Can machines really see my microwave?

Artificial Intelligence has been a buzzword for a few years. However, behind the scenes, it has been changing the world for the better. There is almost no area in which it is not applicable and the number of use cases is countless. WeGroup has already invested in AI to handle damage claims for our clients. Part of the process is automated to ensure our customer’s needs are satisfied as quickly as possible and our experts can use the saved time to take care of the critical cases.

We are expanding our AI system to improve the customer’s experience even more. The ideal case would be to estimate the value of your belongings if damage occurred. This way, if the claim would be accepted, the amount could be paid out instantly. We believe we have found that solution, which makes sure that your most precious property is protected the way it should be. How? With a device you keep close at all times, your smartphone. We are actively developing an application to register your valuable belongings with your smartphone camera, so that is capable of identifying the object you love, it’s state and value.

The first step is to identify what’s on the picture. There is a specific branch within AI that focuses on this task, i.e. Image Recognition. To save precious time and effort, we will integrate existing platforms into our application. To see which platform suits us best, we’ve done a thorough investigation with the results discussed below.

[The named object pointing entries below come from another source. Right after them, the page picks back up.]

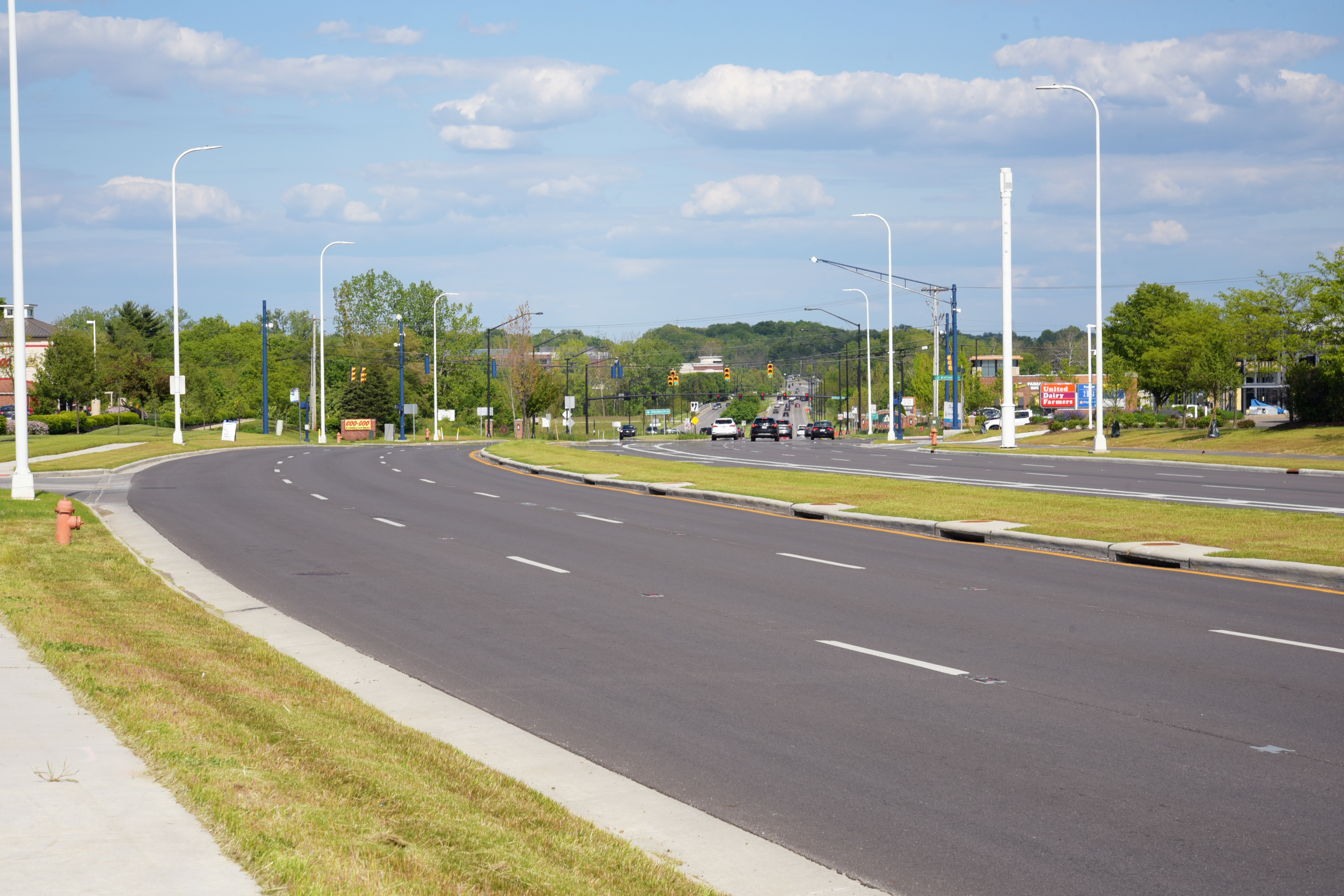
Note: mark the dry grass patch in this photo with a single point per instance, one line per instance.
(1307, 538)
(310, 789)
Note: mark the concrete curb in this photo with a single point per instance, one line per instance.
(983, 533)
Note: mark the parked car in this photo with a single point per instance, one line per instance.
(822, 430)
(725, 428)
(765, 428)
(1022, 417)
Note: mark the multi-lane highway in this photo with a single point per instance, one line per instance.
(1185, 483)
(925, 715)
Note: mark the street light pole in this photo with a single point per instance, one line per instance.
(322, 334)
(437, 437)
(867, 324)
(178, 386)
(1100, 438)
(892, 328)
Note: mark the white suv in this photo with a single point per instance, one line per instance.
(725, 428)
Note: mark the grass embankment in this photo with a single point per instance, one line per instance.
(306, 786)
(1267, 442)
(1308, 538)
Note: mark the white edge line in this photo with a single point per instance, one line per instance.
(545, 566)
(799, 557)
(948, 671)
(1296, 644)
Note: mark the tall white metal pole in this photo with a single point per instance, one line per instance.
(1007, 420)
(322, 331)
(437, 437)
(178, 388)
(21, 481)
(892, 346)
(867, 327)
(1100, 438)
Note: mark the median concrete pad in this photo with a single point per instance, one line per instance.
(1169, 554)
(103, 828)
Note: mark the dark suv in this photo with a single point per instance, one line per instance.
(765, 428)
(822, 430)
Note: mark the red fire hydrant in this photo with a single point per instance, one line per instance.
(66, 520)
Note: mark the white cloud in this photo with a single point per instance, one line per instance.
(131, 199)
(530, 97)
(489, 30)
(1202, 91)
(1162, 233)
(757, 195)
(314, 201)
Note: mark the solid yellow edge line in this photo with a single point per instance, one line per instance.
(916, 535)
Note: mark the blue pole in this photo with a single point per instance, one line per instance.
(956, 381)
(401, 347)
(265, 379)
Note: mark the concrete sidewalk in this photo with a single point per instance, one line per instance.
(107, 828)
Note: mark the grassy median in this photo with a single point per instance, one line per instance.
(1307, 538)
(310, 789)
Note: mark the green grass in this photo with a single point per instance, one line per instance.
(310, 789)
(1307, 538)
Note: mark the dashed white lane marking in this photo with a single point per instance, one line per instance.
(799, 557)
(545, 566)
(947, 671)
(1296, 644)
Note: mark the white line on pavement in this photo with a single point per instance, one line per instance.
(799, 557)
(1296, 644)
(545, 566)
(948, 671)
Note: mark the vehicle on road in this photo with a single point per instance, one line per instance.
(1022, 417)
(822, 430)
(765, 428)
(725, 428)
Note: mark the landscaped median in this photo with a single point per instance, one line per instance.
(1268, 535)
(310, 789)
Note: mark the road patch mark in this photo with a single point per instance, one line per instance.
(1296, 644)
(545, 566)
(947, 671)
(799, 557)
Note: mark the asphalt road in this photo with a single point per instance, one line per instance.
(1187, 483)
(682, 645)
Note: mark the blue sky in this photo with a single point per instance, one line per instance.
(626, 164)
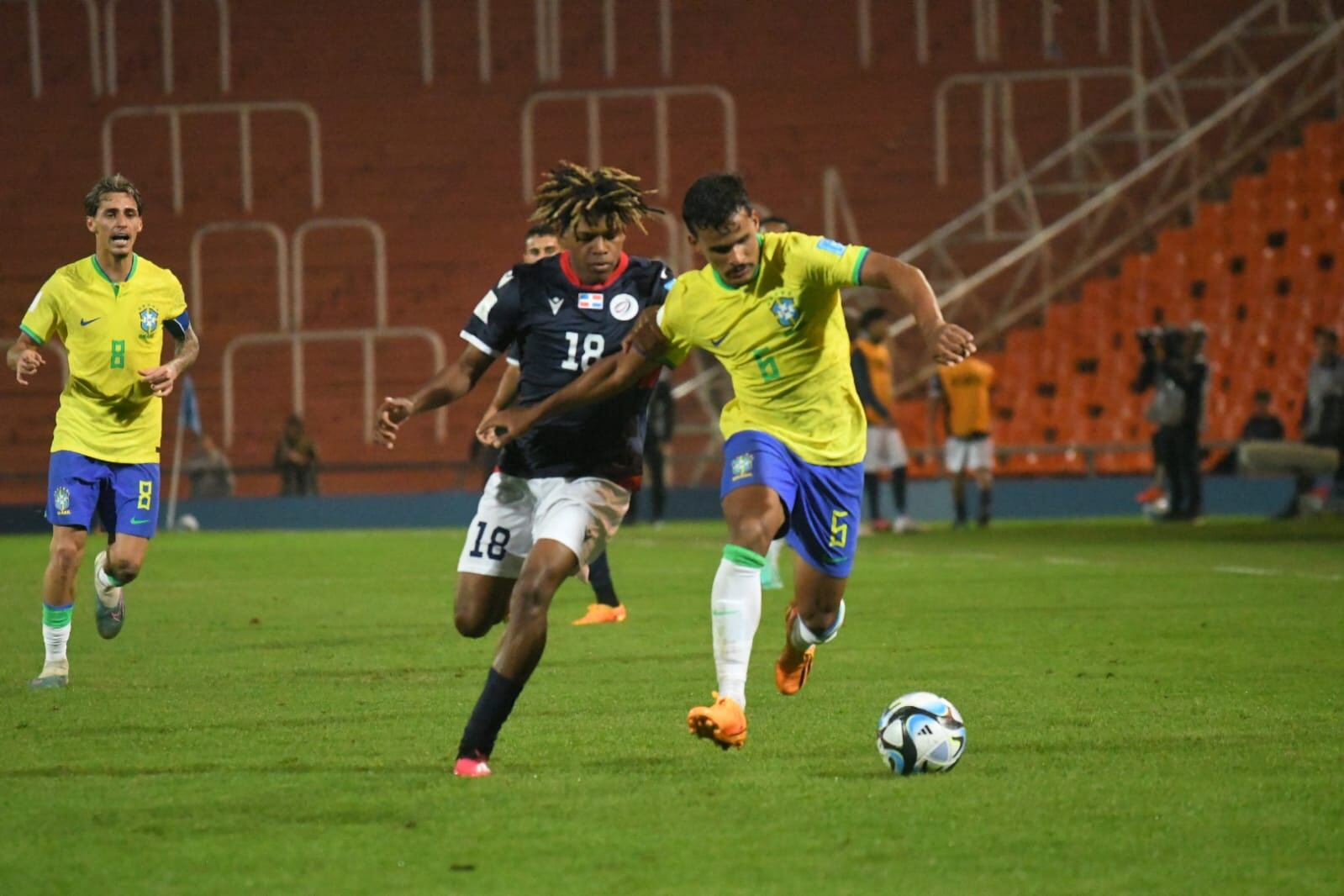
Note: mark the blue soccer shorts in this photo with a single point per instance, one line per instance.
(821, 503)
(125, 496)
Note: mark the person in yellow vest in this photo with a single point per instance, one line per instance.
(962, 391)
(110, 310)
(886, 457)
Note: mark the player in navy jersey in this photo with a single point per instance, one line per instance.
(561, 491)
(540, 242)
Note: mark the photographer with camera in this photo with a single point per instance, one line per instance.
(1175, 368)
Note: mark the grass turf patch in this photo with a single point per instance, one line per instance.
(1148, 709)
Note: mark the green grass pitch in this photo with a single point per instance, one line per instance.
(1149, 709)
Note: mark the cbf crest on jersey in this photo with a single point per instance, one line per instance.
(148, 323)
(785, 310)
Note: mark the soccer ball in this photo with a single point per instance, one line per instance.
(921, 732)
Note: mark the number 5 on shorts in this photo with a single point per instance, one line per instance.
(839, 530)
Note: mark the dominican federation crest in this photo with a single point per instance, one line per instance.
(741, 466)
(785, 310)
(148, 321)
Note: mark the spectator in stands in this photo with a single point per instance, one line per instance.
(296, 458)
(962, 391)
(1262, 424)
(1323, 410)
(208, 472)
(657, 433)
(1175, 368)
(886, 457)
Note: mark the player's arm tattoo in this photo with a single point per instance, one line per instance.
(646, 337)
(188, 350)
(948, 343)
(23, 357)
(453, 382)
(609, 377)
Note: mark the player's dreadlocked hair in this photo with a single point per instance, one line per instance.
(570, 193)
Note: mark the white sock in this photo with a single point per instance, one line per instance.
(801, 637)
(55, 631)
(735, 608)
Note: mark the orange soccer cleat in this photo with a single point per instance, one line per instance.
(601, 614)
(793, 667)
(725, 723)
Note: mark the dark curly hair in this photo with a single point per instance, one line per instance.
(714, 200)
(570, 193)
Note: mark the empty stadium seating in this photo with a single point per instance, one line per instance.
(421, 134)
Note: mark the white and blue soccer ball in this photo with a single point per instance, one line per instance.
(921, 732)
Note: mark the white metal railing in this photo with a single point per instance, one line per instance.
(1079, 168)
(244, 110)
(198, 287)
(367, 337)
(996, 110)
(659, 96)
(984, 27)
(482, 40)
(1186, 166)
(546, 23)
(835, 208)
(547, 29)
(35, 47)
(379, 244)
(60, 350)
(166, 43)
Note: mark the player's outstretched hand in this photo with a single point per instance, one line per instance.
(951, 344)
(161, 379)
(646, 337)
(506, 426)
(29, 363)
(392, 414)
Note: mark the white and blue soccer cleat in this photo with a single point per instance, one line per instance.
(109, 606)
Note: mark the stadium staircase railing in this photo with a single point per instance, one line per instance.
(1083, 203)
(293, 334)
(245, 110)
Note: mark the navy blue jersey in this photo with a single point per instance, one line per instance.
(558, 329)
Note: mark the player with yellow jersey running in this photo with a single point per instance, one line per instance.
(767, 307)
(110, 310)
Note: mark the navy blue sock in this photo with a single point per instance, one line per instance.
(599, 577)
(489, 715)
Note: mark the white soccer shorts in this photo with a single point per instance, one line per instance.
(886, 451)
(514, 514)
(969, 454)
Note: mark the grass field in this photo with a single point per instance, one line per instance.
(1148, 709)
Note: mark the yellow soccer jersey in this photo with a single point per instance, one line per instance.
(110, 330)
(783, 340)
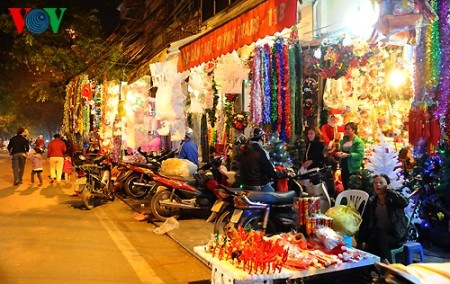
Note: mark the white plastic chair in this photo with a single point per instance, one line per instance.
(356, 196)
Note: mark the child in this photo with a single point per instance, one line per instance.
(36, 161)
(67, 168)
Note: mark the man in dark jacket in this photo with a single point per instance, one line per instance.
(256, 169)
(18, 148)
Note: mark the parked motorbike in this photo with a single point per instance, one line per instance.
(136, 178)
(272, 212)
(178, 194)
(94, 181)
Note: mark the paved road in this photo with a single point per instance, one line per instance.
(47, 237)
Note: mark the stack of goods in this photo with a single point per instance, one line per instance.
(255, 253)
(309, 216)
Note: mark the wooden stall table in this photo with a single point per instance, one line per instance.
(224, 272)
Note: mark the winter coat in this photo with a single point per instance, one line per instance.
(356, 154)
(395, 204)
(256, 168)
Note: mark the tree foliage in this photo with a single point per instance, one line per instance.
(37, 67)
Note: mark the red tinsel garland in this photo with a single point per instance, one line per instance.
(279, 99)
(287, 98)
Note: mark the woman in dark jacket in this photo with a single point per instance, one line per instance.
(315, 148)
(384, 225)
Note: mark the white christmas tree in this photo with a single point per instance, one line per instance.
(384, 160)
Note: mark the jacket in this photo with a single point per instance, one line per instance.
(256, 168)
(189, 151)
(315, 154)
(56, 148)
(395, 204)
(18, 144)
(356, 154)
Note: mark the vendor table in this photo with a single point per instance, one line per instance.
(224, 272)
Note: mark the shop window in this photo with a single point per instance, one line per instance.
(210, 8)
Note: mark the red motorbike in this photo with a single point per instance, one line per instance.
(176, 195)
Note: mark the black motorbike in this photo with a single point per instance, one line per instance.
(94, 181)
(272, 212)
(134, 177)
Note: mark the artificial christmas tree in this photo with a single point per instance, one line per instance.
(384, 160)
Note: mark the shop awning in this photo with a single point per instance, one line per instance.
(265, 19)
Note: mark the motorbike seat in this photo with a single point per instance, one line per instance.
(144, 165)
(274, 198)
(233, 190)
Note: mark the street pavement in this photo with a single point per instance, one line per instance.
(46, 236)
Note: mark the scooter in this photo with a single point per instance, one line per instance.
(176, 195)
(272, 212)
(135, 178)
(94, 181)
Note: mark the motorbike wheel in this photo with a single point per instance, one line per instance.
(136, 191)
(222, 223)
(162, 212)
(87, 198)
(110, 194)
(255, 222)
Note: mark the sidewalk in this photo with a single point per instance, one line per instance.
(196, 232)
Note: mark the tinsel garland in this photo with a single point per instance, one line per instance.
(286, 88)
(274, 86)
(292, 85)
(444, 76)
(433, 53)
(266, 84)
(256, 95)
(419, 66)
(280, 84)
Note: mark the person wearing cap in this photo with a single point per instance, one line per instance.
(189, 149)
(256, 169)
(40, 143)
(18, 148)
(55, 154)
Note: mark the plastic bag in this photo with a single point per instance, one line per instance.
(346, 218)
(169, 225)
(178, 167)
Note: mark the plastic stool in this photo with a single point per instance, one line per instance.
(410, 249)
(394, 253)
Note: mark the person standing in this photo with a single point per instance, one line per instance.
(351, 153)
(36, 161)
(40, 143)
(385, 225)
(18, 148)
(55, 153)
(314, 154)
(189, 149)
(256, 169)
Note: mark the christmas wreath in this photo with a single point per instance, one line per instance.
(239, 121)
(335, 60)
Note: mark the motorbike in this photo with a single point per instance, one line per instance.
(135, 178)
(176, 195)
(272, 212)
(94, 181)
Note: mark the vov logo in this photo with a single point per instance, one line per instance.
(37, 21)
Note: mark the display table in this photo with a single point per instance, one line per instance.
(224, 272)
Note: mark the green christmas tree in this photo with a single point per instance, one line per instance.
(384, 160)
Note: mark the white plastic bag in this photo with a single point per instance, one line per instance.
(169, 225)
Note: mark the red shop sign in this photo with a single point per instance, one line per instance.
(266, 19)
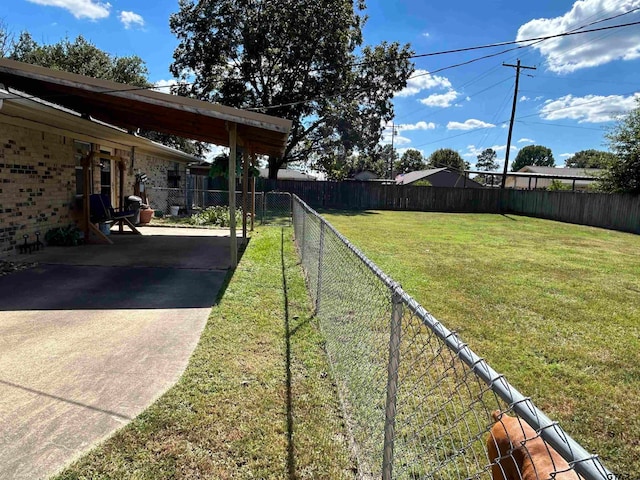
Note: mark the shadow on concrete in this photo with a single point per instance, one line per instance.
(80, 287)
(137, 272)
(66, 400)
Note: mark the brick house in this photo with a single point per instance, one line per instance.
(41, 147)
(247, 134)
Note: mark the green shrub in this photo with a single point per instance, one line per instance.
(68, 236)
(218, 216)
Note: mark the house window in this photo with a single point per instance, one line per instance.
(105, 174)
(80, 151)
(173, 177)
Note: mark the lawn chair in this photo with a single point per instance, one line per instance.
(101, 211)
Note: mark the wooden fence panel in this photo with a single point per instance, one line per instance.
(616, 212)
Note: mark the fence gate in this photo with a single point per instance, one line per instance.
(276, 208)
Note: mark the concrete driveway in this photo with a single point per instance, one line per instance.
(93, 335)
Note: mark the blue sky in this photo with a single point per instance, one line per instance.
(579, 85)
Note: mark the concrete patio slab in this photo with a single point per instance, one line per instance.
(93, 335)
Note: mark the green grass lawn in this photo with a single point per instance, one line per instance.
(256, 400)
(553, 306)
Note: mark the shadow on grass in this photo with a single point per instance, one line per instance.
(346, 213)
(291, 461)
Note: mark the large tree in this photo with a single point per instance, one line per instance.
(623, 174)
(84, 58)
(590, 159)
(535, 155)
(6, 39)
(411, 161)
(487, 160)
(302, 60)
(446, 157)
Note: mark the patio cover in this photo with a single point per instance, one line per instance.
(132, 108)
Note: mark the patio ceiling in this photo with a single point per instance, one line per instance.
(130, 108)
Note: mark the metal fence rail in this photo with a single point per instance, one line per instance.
(270, 208)
(418, 402)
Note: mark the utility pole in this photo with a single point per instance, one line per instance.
(393, 133)
(513, 116)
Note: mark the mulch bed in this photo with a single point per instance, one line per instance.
(7, 267)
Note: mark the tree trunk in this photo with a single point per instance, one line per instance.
(274, 165)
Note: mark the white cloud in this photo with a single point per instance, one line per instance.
(164, 85)
(470, 124)
(400, 140)
(590, 108)
(397, 139)
(440, 99)
(402, 150)
(416, 126)
(423, 80)
(131, 19)
(90, 9)
(571, 53)
(473, 152)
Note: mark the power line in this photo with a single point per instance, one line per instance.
(424, 55)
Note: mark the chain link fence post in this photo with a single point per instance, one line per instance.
(304, 239)
(392, 385)
(320, 253)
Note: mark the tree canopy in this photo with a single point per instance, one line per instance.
(84, 58)
(535, 155)
(446, 157)
(623, 174)
(590, 159)
(487, 160)
(304, 61)
(411, 161)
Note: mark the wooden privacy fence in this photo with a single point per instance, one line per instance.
(612, 211)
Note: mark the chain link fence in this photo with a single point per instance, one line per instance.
(418, 402)
(271, 208)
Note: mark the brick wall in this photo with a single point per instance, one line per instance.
(37, 175)
(38, 181)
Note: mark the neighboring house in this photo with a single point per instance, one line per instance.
(41, 148)
(288, 174)
(540, 178)
(365, 176)
(438, 177)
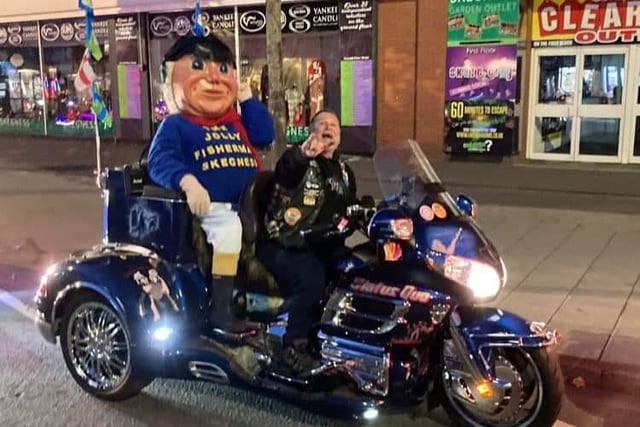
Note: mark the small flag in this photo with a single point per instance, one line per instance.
(85, 75)
(86, 5)
(94, 47)
(197, 26)
(100, 109)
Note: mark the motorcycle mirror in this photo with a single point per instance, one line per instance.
(367, 201)
(467, 205)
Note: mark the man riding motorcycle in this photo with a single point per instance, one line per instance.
(313, 187)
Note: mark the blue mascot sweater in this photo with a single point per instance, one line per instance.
(218, 152)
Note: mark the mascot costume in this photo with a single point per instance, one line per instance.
(206, 149)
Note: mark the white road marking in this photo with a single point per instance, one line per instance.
(16, 304)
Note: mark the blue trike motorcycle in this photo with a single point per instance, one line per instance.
(404, 323)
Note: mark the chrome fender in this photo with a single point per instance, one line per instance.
(476, 330)
(109, 271)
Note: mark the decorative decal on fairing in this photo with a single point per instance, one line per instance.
(437, 244)
(392, 251)
(155, 290)
(408, 292)
(142, 221)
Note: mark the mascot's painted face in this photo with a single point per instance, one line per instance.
(203, 87)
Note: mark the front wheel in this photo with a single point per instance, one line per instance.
(97, 348)
(530, 391)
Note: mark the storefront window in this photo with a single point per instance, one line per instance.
(327, 61)
(310, 74)
(327, 64)
(69, 110)
(21, 102)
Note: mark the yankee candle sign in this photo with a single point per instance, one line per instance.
(583, 22)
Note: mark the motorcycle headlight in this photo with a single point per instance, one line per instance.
(481, 278)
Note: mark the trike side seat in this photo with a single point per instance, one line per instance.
(139, 212)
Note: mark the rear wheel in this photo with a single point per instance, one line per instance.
(97, 348)
(530, 393)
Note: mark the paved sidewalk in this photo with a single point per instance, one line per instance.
(569, 235)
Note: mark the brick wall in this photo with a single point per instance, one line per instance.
(410, 71)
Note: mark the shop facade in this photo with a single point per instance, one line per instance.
(328, 52)
(585, 69)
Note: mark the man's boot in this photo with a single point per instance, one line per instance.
(222, 315)
(298, 358)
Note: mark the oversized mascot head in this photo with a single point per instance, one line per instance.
(199, 75)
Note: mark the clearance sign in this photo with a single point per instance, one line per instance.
(585, 22)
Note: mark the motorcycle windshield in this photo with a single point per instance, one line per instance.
(406, 176)
(443, 233)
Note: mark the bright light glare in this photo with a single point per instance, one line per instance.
(370, 414)
(162, 333)
(483, 280)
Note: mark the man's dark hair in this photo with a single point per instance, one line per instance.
(324, 110)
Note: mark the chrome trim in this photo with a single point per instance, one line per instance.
(208, 371)
(474, 358)
(99, 346)
(113, 248)
(366, 364)
(75, 286)
(340, 308)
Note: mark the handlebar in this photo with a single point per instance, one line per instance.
(356, 215)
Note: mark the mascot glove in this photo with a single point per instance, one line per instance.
(197, 196)
(244, 92)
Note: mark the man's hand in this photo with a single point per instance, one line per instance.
(197, 196)
(312, 147)
(244, 91)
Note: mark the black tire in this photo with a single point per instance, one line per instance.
(134, 377)
(548, 366)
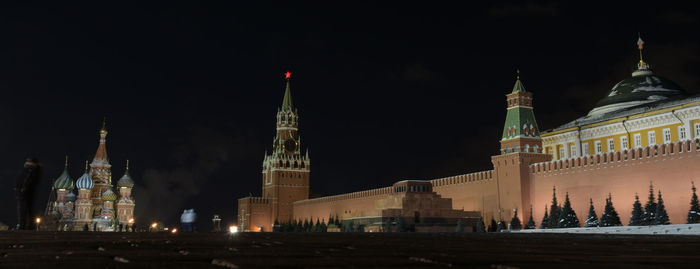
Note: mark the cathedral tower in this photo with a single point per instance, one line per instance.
(83, 206)
(285, 170)
(521, 145)
(125, 205)
(100, 170)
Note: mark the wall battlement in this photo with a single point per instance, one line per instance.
(463, 179)
(257, 200)
(649, 153)
(346, 196)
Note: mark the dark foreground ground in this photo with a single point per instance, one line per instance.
(344, 250)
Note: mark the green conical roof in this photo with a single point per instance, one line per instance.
(64, 182)
(287, 101)
(520, 120)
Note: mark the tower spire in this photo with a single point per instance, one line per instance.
(287, 101)
(640, 46)
(518, 87)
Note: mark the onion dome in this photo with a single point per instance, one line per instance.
(85, 181)
(126, 181)
(64, 182)
(643, 87)
(109, 195)
(70, 196)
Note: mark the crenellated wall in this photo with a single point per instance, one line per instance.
(472, 192)
(670, 167)
(355, 204)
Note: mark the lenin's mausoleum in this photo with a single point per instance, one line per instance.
(645, 131)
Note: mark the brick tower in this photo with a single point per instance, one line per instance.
(285, 170)
(521, 145)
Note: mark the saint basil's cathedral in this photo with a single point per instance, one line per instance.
(99, 205)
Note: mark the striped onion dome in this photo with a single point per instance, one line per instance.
(125, 181)
(84, 182)
(109, 195)
(70, 196)
(63, 182)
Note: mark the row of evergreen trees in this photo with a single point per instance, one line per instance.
(307, 225)
(653, 213)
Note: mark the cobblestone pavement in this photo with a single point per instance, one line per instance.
(344, 250)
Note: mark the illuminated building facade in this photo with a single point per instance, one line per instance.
(646, 131)
(98, 206)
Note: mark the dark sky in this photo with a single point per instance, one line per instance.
(385, 92)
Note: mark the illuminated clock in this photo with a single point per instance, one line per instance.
(290, 145)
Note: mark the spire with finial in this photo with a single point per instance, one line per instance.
(104, 126)
(518, 87)
(287, 101)
(640, 46)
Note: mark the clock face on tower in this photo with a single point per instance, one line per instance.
(290, 146)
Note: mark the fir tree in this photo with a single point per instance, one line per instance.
(324, 227)
(694, 212)
(610, 216)
(493, 226)
(592, 220)
(460, 226)
(386, 225)
(500, 226)
(351, 227)
(554, 211)
(661, 217)
(317, 227)
(650, 208)
(545, 219)
(515, 223)
(568, 218)
(400, 226)
(480, 226)
(531, 222)
(637, 218)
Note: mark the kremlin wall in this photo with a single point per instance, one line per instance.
(612, 150)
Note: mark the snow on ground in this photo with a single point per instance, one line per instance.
(685, 229)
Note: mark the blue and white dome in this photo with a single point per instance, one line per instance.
(84, 182)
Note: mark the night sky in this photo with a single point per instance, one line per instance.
(384, 92)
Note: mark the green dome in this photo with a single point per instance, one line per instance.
(643, 87)
(109, 195)
(63, 182)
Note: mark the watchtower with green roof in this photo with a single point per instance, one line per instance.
(520, 132)
(521, 145)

Our goal was to analyze the performance of the different platforms. The criteria are accuracy, ease-of-use and cost. We are examining Cloud Vision, Rekognition and TensorFlow (algorithm based on ImageNet), which are the platforms of the big players (Google, Amazon). Besides those three, we’ll also have a look at Clarifai and CamFind (Android app).

Accuracy

To test the accuracy we put together a small set of pictures that a user might have taken. Below are the 3 pictures that we will feed to the Image Recognition platforms. The desired recognized objects are: 1) microwave, 2) kitchen and fridge, 3) desk, screen and laptop.

Microwave — Kitchen — Desk

The overall accuracy is comparable and quite good. The result of CamFind is very specific in comparison to the others and only returns one object per picture. Although a detailed description might be useful to determine the value of objects, it is not essential in this phase of the application.

Most of the platforms include a probability or measure of confidence in their results. The way they define this number is specific to the platform and is thus difficult to compare.

Ease of use

Cloud Vision, Rekognition and Clarifai were able to detect the most prominent objects in the pictures. In the original results, there was a lot of additional information which we would need to filter out. The platforms don’t only return objects but are capable of understanding other concepts as well, e.g. whether there is a person in the picture, or if the picture was taken indoor or outdoor. All three platforms offer an online API, which would be easy to integrate with our application.

We used TensorFlow in combination with the Inception-v3 model. Inception-v3 is trained for the ImageNet Large Visual Recognition Challenge using the data from 2012. This is a standard task in computer vision, where models try to classify entire images into 1000 classes, like “Zebra”, “Dalmatian”, and “Dishwasher”. Because it is trained on “only” 1000 classes, TensorFlow is definitely not capable of detecting every kind of object. But if some unsupported object would be important to our clients, we could retrain the model ourselves.

The way TensorFlow returns the results is different from the others. TensorFlow always gives back 5 classes with the highest probability, the others return as many concepts as possible, as long as they are relevant.

CamFind has the advantage that you can take the picture with the app and analyze it immediately. The CamFind app returns only one very specific result. If we want our user to be able to take a picture of multiple objects together, the result of CamFind won’t be sufficient.

Cost

Cloud Vision, Rekognition and Clarifai are online services with a usage-based pricing. The first thousands requests are usually free and afterwards the typical cost is 1$ for 1000 requests. This is not overly expensive, but as our customer base grows, we cannot neglect this cost. TensorFlow, on the other hand, is an open-source software package and thus free to use.

Conclusion

We’d like to combine the best of both worlds in our application. We want our users to take pictures with their smartphone and upload them immediately like in CamFind. In our backend services, however, we would like to get a more versatile result. The good thing about TensorFlow is that it focuses on objects and that we can run it ourselves. In case our model fails to detect some type of object, we could use Cloud Vision or Rekognition as a fallback.